提示した画像は、南京崇善堂掩埋隊工作人員一覧表です。隊長の名前が周一漁ではなく周一通となっています。
他にも周一通と記述されていますので、これは誤記ではなく、当時中国では別号を名乗る習慣がありましたのでどちらかが別号であった可能性があります。有名なところでは蒋中正は介石、汪兆銘は精衛、何応欽は敬之というような号をつかっていました。はたして「号」なのか、「手書き文字の読み違い」なのか興味のあるところです。
崇善堂の12月の埋葬
崇字埋葬隊は12月26日から埋葬活動(1,011体)をしたとされていますが、実際には崇善堂は崇字埋葬隊を組織する以前から埋葬活動をしていたのではないかと思います。
『日中戦争 VOL3 1937/1945』児島襄(文芸春秋)202項〜203項
-----十二月十六日、
日本軍は掃蕩と清掃を急いだ。
翌日、十七日に入城式、次いで十八日に陸海合同慰霊式をおこなうことがきまったからである。
とくに、市内に散乱する中国側の死体の片づけが、急務とみなされた。
入城式行進のルートは、中山門から国民政府大礼堂までの目ぬき通りがえらばれている。
「安全区」委員会に協力がもとめられ、委員会は、紅卍会(楊登瀛)と慈善団体「崇善堂」(周一通)に委託した。
紅卍会は急には人夫が集められない旨を回答し、「崇善堂」だけが、「安全区」の難民を「一体四角」の処理賃金で動員した。
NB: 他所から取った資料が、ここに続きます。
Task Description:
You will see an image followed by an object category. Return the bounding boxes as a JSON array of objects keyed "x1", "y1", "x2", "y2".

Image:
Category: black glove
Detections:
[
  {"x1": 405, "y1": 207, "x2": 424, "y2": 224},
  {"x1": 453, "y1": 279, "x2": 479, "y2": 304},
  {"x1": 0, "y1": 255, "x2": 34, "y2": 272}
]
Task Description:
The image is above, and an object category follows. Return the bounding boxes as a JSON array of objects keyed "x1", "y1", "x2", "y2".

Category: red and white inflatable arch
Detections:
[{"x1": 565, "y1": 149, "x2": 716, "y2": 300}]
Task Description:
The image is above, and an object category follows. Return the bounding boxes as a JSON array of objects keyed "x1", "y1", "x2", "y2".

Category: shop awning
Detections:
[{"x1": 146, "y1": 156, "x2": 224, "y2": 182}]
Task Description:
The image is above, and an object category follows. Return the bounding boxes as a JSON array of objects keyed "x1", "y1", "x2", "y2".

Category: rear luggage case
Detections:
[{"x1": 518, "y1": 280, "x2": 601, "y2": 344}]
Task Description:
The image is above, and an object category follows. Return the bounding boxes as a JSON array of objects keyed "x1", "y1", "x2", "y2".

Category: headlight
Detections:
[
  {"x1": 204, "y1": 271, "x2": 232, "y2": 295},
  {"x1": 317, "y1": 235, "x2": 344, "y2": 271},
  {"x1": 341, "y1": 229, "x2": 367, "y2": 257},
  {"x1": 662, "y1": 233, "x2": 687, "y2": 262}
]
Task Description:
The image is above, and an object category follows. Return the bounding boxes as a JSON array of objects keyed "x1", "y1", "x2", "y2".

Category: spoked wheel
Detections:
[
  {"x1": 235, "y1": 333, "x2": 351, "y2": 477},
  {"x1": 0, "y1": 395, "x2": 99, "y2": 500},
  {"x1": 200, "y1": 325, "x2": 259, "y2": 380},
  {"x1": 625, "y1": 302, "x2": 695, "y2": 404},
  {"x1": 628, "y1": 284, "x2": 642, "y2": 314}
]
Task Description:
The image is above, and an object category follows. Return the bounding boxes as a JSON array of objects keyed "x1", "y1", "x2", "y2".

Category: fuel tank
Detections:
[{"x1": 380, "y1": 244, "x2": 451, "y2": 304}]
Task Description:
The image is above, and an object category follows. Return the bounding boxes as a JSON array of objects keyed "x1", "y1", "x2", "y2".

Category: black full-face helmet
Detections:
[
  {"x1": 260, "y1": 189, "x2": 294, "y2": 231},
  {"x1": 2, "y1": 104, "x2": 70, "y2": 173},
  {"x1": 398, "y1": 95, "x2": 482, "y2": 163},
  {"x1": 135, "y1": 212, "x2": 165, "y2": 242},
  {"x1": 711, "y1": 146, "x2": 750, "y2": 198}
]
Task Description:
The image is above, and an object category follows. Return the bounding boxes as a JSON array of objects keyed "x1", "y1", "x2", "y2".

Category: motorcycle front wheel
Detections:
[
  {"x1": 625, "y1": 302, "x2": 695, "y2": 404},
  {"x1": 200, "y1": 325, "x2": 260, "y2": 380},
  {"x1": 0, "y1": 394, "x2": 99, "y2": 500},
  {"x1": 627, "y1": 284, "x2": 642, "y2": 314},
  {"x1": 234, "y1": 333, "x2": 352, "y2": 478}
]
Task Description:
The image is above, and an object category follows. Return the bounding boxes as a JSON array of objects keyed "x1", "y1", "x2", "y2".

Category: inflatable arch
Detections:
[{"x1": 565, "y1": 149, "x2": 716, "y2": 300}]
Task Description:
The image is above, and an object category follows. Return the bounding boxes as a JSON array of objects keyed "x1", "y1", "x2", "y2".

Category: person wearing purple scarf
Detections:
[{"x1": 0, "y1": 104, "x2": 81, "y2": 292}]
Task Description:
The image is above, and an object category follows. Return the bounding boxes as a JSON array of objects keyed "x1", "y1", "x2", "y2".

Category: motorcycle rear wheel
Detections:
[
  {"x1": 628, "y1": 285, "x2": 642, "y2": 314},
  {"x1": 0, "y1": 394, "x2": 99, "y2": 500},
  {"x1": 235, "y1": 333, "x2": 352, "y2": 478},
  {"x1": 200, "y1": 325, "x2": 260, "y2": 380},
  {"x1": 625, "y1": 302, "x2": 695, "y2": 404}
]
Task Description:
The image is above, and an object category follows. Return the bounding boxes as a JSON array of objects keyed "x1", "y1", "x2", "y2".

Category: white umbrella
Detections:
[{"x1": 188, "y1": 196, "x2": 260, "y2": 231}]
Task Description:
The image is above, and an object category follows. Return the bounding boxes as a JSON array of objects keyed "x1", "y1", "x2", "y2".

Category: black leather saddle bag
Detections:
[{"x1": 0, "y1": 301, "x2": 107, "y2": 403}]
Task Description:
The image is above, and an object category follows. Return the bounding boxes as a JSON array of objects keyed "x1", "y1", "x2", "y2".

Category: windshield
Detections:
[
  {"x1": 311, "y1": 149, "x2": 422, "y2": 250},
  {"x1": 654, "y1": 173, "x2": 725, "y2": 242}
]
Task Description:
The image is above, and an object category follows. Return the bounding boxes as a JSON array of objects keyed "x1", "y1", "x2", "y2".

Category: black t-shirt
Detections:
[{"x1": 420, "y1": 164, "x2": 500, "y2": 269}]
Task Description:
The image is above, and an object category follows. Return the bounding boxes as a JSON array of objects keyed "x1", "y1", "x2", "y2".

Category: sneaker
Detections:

だが、それでもわずか四十人をあつめ得たにすぎず、おかげで死体処理といっても、中山路と中正路が交差する鼓楼附近の死体を、双龍巷、石婆婆巷などの路地の側面につみあげるか、いくつかの池に投棄するだけで埋葬は後日に待つほかはなかった。
児島襄氏が何を根拠にこのような記述をしたかは不明ですが、『週間文春』の1974年1月4日号〜1981年の12月24日号に記載されたもので、この当時に憶測などで周一通の名前を記載することは不可能なことであり、きちんとした調査によるものであることは間違いありません。
周一通という名前は洞富雄氏ですら知らなかった名前です。
『南京大虐殺の証明』洞富雄(朝日出版社)72項
「周一通」は「周一漁」の誤りか------洞注記
漁と通
発音も違いますし通常は間違える文字ではありません。しかし、「漁」という文字を手書きで続け字で書くと「通」に見える可能性はあるとおもいます。南京崇善堂掩埋隊工作人員一覧表も周一通ではなく、実際には周一漁と書いているのが、「通」に見えているのかも知れません。右下の角印は「南京市崇善堂図記」となっていますので、崇善堂の主要メンバーの誰かによって記載されたものだと思います。
児島襄氏が日中戦争を執筆中に、南京崇善堂掩埋隊工作人員一覧表を見るのは不可能と思いますので、崇善堂が作成した非常に貴重な資料を入手していたか、特別な情報提供者でもいない限り周一通の名前は出てこないはずです。